A manager at a local hotel, who also asked to remain anonymous, said: "I signed something about plastic cups, but I can't remember. … We use plastic cups, that's why I signed it."
David King, manager of Su Hong Eatery, confirmed he had signed the letter.
"I just thought that was what the city wanted. I don't really care," he said.
Jugal Shah, who works at the front desk at Palo Alto's Comfort Inn, said a man told him he wouldn't be able to use cups for coffee.
"He was, like, 'It's going to ruin my business,'" Shah said.
Other signees do want to keep plastic bags and Styrofoam containers around.
"Ninety-nine percent of people come in wanting bags," Spot A Pizza Place Manager Vu Tran said. "I don't see why not give them bags. It's convenient. How are you going to hold four sodas if you don't have a bag?"
The Polish Deli's founder Martin Klosek said that many of his customers already bring their own bags but that eliminating plastic bags entirely would be expensive.
"I don't want to pay more money for this," Klosek said.
Eliminating Styrofoam would also be tough for Jamba Juice, Shift Supervisor Chris Nguyen said.
In addition to Dart Container, the city has also received letters of opposition from the American Chemistry Council and the California Restaurant Association, which both denied initiating the letter drive.
The powerful plastic and container industry has mobilized against a movement among local governments to ban their products. Oakland, which banned plastic bags in grocery stores and other large retailers, even faces a lawsuit.
Palo Alto began working on a ban as part of its "zero waste" initiative, an attempt to slash the amount of material headed to the landfill, said Phil Bobel, the city's environmental compliance manager.
But plastic is also energy intensive, petroleum-based and pollutes waterways, even accumulating in a massive clump in the Pacific, threatening fish and other ocean dwellers, Bobel said.
The city is currently conducting a voluntary BYOBag campaign to encourage shoppers to carry purchases in their own, reusable bags.
But at its April 28 meeting, the council will consider a plastic-bag ban, potentially phased in over six months, that would target only carry-out bags at the city's 12 largest groceries and pharmacies.
Eventually, however, Bobel said the city would like to curb the use of Styrofoam containers and other take-out plastic bags, which are commonly spotted as litter.
The American Chemistry Council and other industry groups say that the key to eliminating litter is to boost recycling.
"We think recycling is the answer," American Chemistry Council Director of State Affairs Tim Shestek said.
Plastic bags are "very recyclable and the demand for the material is exceeding the available supply," he said.
A city staff report on the issue states that plastic bag recycling rates are low, despite years of availability and that the bags can clog recyling machinery.
Shestek acknowledged that bags are recycled less frequently than some other materials.

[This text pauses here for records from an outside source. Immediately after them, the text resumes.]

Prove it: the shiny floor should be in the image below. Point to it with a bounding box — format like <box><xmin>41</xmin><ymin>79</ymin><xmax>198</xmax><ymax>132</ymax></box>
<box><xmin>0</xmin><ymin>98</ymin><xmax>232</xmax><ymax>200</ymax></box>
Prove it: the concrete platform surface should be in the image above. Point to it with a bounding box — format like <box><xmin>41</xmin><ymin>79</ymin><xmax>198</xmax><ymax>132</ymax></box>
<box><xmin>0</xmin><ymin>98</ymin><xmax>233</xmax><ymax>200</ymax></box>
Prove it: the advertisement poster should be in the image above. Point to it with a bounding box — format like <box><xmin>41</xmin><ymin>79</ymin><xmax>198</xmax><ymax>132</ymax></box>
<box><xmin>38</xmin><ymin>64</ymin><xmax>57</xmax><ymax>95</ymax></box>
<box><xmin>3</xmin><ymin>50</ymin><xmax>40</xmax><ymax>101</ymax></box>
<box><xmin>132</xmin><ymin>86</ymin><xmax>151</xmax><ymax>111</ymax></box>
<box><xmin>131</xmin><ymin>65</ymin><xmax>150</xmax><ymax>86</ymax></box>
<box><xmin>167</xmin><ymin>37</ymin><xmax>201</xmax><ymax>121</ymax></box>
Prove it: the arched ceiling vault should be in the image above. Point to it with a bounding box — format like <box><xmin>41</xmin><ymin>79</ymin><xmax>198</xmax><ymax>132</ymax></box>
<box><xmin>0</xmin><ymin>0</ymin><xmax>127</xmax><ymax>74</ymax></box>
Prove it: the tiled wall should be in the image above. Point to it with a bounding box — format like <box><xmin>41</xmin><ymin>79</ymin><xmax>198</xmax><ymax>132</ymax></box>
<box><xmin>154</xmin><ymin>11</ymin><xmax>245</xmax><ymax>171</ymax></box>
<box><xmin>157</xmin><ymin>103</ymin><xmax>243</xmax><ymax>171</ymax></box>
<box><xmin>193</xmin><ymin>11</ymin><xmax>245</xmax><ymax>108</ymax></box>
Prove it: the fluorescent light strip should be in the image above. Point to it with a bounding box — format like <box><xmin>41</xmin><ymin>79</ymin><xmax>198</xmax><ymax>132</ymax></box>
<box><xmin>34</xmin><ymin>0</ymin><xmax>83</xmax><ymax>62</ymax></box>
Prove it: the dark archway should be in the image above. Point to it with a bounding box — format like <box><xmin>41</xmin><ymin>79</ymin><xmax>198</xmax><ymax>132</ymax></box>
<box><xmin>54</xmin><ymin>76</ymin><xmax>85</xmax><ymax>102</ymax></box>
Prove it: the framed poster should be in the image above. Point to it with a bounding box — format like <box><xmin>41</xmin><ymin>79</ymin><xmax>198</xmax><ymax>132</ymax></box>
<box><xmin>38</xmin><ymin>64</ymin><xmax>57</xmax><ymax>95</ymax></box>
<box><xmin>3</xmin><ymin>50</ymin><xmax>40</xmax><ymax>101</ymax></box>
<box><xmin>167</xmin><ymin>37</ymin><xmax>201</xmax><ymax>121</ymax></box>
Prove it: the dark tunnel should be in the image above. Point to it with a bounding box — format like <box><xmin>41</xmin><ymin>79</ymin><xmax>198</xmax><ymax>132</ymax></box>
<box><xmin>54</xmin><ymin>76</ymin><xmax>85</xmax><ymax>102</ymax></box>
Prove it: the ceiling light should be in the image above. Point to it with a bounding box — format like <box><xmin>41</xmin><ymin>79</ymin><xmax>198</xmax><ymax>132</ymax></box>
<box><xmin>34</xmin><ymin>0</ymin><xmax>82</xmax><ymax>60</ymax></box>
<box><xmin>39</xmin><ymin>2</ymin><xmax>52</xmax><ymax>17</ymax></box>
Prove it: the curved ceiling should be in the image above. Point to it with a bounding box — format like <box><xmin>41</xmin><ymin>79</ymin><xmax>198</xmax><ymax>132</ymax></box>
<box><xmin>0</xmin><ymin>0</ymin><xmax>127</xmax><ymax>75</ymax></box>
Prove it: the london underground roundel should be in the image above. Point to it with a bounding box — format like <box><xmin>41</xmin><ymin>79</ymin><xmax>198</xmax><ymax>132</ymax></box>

He encourages customers to return plastic bags to stores, where the material can be kept clean and pure.
Shestek said the Chemistry Council has been working on "recruiting and involving" local businesses but did not sponsor the recent letter campaign.
Amalia Chamorro, a spokeswoman for the California Restaurant Association, said she had heard the campaign was homegrown.
"We did not initiate the petitions, but we definitely support the restaurants," she said.
Lammers said Dart does not have any additional initiatives currently planned for Palo Alto. A family-owned business, Dart Container has revenues topping $1 billion and has a manufacturing facility in Lodi.